Norton Thoracic Institute, St. Joseph's Hospital and Medical Center, Phoenix, AZ, USA.
Yale School of Medicine, CT, USA.
Cell Immunol. 2020 Sep;355:104172. doi: 10.1016/j.cellimm.2020.104172. Epub 2020 Jul 15.
Human lung transplant recipients undergoing rejection induce circulatory exosomes with lung self-antigens (SAgs), K-alpha 1 Tubulin and Collagen V, and immunization of C57BL/6 mice with exosomes induced obliterative airway disease (HEI-OAD). We analyzed whether exosomes with SAgs induced immunity in microRNA-155 knockout mice (miR-155KO), as microRNA-155 is an immune regulator. C57BL/6 and miR-155KO were immunized with exosomes from stable or chronic rejection (bronchiolitis obliterans syndrome (BOS) and on day 30, induction of exosomes, antibodies (Abs) to SAgs and cellular immunity were determined. C57BL/6 immunized with exosomes from BOS developed OAD. These immunized animals also developed Abs to SAgs and increased frequency of SAg-specific IFNγ and IL17- producing cells. In contrast, Abs to SAgs did not develop in miR-155KO and there was reduction in frequency of cells producing IL10. Upregulation of suppressor of cytokine signaling for lung inflammation was also noted resulting in abrogation of induction of exosomes with SAgs OAD.

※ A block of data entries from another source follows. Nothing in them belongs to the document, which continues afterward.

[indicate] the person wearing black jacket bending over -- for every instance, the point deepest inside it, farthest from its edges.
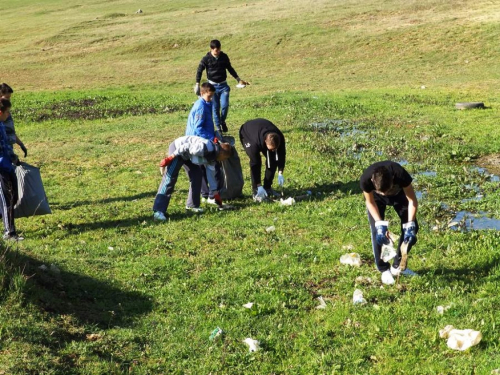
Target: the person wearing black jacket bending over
(262, 136)
(216, 63)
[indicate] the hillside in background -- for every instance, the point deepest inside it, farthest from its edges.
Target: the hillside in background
(277, 45)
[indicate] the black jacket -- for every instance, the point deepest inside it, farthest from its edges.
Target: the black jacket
(216, 68)
(252, 136)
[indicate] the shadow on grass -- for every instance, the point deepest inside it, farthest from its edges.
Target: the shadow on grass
(72, 308)
(90, 300)
(69, 206)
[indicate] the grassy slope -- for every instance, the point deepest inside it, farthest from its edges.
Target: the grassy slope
(151, 294)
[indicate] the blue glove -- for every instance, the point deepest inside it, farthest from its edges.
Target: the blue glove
(261, 192)
(381, 227)
(410, 235)
(281, 179)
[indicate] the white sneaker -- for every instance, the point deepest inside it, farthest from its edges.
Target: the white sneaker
(159, 216)
(387, 278)
(197, 210)
(406, 272)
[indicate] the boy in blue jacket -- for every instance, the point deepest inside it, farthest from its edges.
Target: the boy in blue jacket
(8, 180)
(200, 123)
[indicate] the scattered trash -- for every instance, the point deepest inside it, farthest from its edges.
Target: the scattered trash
(364, 280)
(287, 202)
(352, 259)
(216, 333)
(322, 303)
(253, 345)
(357, 297)
(54, 269)
(442, 309)
(460, 339)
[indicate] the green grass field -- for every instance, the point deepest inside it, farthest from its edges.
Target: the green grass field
(100, 92)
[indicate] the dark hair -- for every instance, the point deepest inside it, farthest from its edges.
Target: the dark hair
(382, 179)
(214, 44)
(273, 140)
(5, 89)
(207, 87)
(4, 104)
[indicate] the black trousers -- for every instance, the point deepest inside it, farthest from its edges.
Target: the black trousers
(400, 204)
(8, 199)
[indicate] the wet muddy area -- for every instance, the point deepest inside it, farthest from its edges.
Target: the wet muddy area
(95, 108)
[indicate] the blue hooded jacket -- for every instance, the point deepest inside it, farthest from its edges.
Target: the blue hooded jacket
(200, 121)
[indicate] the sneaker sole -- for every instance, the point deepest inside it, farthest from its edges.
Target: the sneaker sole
(404, 256)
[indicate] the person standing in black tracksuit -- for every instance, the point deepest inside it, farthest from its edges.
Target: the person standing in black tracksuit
(262, 136)
(216, 63)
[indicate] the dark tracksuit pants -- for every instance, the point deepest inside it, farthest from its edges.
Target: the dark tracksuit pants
(205, 190)
(8, 199)
(271, 166)
(400, 204)
(170, 179)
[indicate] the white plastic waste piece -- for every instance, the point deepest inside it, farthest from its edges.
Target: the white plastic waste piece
(460, 339)
(253, 345)
(287, 202)
(442, 309)
(357, 297)
(352, 259)
(322, 303)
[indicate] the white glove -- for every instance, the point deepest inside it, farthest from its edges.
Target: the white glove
(281, 179)
(261, 192)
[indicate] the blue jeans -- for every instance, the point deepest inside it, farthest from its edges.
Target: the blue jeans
(220, 103)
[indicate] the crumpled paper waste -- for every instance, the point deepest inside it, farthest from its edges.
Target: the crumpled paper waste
(352, 259)
(357, 297)
(460, 339)
(253, 345)
(322, 303)
(287, 202)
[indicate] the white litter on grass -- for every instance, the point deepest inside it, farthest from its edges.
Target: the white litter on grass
(460, 339)
(253, 345)
(442, 309)
(287, 202)
(357, 297)
(322, 303)
(352, 259)
(54, 269)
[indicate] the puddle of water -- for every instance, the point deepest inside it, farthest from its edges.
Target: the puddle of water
(428, 174)
(474, 222)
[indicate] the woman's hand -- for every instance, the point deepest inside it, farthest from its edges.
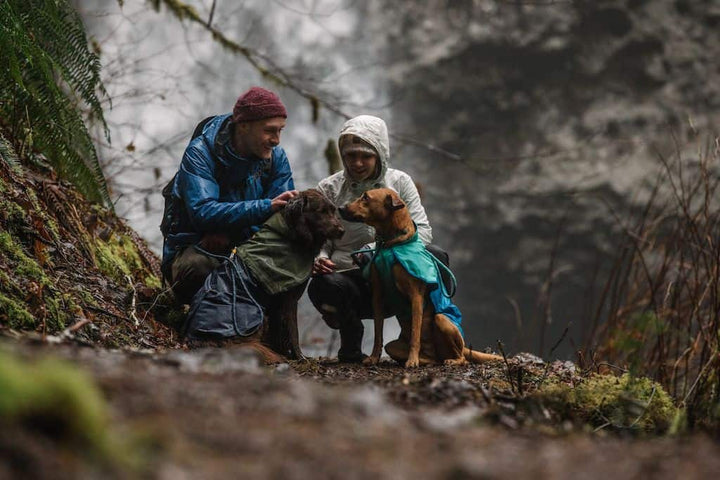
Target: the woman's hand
(323, 265)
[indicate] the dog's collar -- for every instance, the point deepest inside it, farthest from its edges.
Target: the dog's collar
(382, 242)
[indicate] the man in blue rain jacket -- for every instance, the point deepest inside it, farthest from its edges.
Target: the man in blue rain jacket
(233, 177)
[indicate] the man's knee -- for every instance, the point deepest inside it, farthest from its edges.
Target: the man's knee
(189, 271)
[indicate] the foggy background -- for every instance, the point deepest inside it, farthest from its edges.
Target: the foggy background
(528, 125)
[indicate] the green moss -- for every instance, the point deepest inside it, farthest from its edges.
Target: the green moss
(117, 257)
(12, 212)
(53, 392)
(25, 266)
(153, 282)
(626, 402)
(61, 309)
(85, 297)
(15, 314)
(48, 221)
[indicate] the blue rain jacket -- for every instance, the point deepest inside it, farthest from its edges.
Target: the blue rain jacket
(421, 264)
(216, 190)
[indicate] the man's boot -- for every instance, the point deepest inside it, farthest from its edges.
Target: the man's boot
(351, 333)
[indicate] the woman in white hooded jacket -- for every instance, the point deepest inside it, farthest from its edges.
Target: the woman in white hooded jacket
(338, 289)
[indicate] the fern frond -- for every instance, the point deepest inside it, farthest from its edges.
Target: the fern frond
(48, 75)
(7, 154)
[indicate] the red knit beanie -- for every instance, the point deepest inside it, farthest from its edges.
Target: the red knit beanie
(256, 104)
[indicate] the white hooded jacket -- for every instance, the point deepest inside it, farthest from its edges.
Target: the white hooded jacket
(340, 188)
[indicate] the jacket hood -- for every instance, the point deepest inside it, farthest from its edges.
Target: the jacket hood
(373, 131)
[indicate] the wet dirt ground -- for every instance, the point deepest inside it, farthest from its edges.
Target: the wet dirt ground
(217, 413)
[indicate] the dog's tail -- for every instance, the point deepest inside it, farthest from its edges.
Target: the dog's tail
(479, 357)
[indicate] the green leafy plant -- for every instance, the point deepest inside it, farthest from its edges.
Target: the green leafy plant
(49, 80)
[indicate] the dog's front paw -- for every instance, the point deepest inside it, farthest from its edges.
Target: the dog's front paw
(412, 363)
(371, 360)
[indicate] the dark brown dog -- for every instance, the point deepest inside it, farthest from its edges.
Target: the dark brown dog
(313, 220)
(427, 338)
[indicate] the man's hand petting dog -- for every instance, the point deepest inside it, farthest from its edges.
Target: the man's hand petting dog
(323, 266)
(281, 200)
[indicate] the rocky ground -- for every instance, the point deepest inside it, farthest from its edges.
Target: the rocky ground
(217, 413)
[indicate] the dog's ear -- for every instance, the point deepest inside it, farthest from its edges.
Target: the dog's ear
(393, 202)
(295, 218)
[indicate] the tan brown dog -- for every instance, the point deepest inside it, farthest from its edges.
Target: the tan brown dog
(311, 219)
(426, 337)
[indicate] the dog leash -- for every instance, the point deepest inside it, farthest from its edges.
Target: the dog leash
(237, 274)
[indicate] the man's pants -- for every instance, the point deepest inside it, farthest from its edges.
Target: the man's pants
(189, 270)
(344, 300)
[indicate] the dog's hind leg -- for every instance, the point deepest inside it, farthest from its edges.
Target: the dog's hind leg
(399, 350)
(448, 341)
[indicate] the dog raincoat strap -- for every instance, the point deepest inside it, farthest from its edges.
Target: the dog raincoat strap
(418, 262)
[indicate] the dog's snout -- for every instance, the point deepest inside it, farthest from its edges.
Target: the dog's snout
(345, 213)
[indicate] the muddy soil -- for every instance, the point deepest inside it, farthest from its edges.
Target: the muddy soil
(218, 413)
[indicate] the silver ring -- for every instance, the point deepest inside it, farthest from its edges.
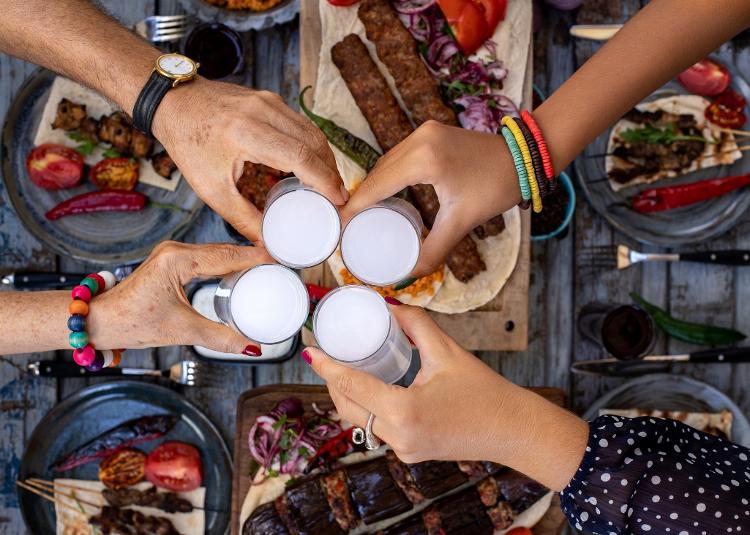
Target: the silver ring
(371, 441)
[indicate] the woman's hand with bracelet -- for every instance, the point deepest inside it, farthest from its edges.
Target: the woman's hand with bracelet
(150, 309)
(472, 172)
(457, 409)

人类肺移植受者发生排斥反应时会产生带有肺自身抗原(SAgs)的循环外泌体,如 K-alpha 1 微管蛋白和胶原 V,用外泌体免疫 C57BL/6 小鼠可诱导闭塞性细支气管炎样病变(HEI-OAD)。我们分析了带有 SAg 的外泌体是否会在 microRNA-155 敲除小鼠(miR-155KO)中诱导免疫,因为 microRNA-155 是一种免疫调节剂。用稳定或慢性排斥(细支气管阻塞综合征(BOS)的外泌体免疫 C57BL/6 和 miR-155KO,并在第 30 天测定外泌体、针对 SAg 的抗体(Abs)和细胞免疫的诱导情况。用 BOS 外泌体免疫的 C57BL/6 发展为 OAD。这些免疫动物还产生了针对 SAg 的 Abs,并增加了 SAg 特异性 IFNγ和 IL17 产生细胞的频率。相比之下,miR-155KO 中没有产生针对 SAg 的 Abs,产生 IL10 的细胞频率降低。还注意到与肺部炎症相关的细胞因子信号转导抑制剂的上调,导致诱导带有 SAg 的外泌体 OAD 失败。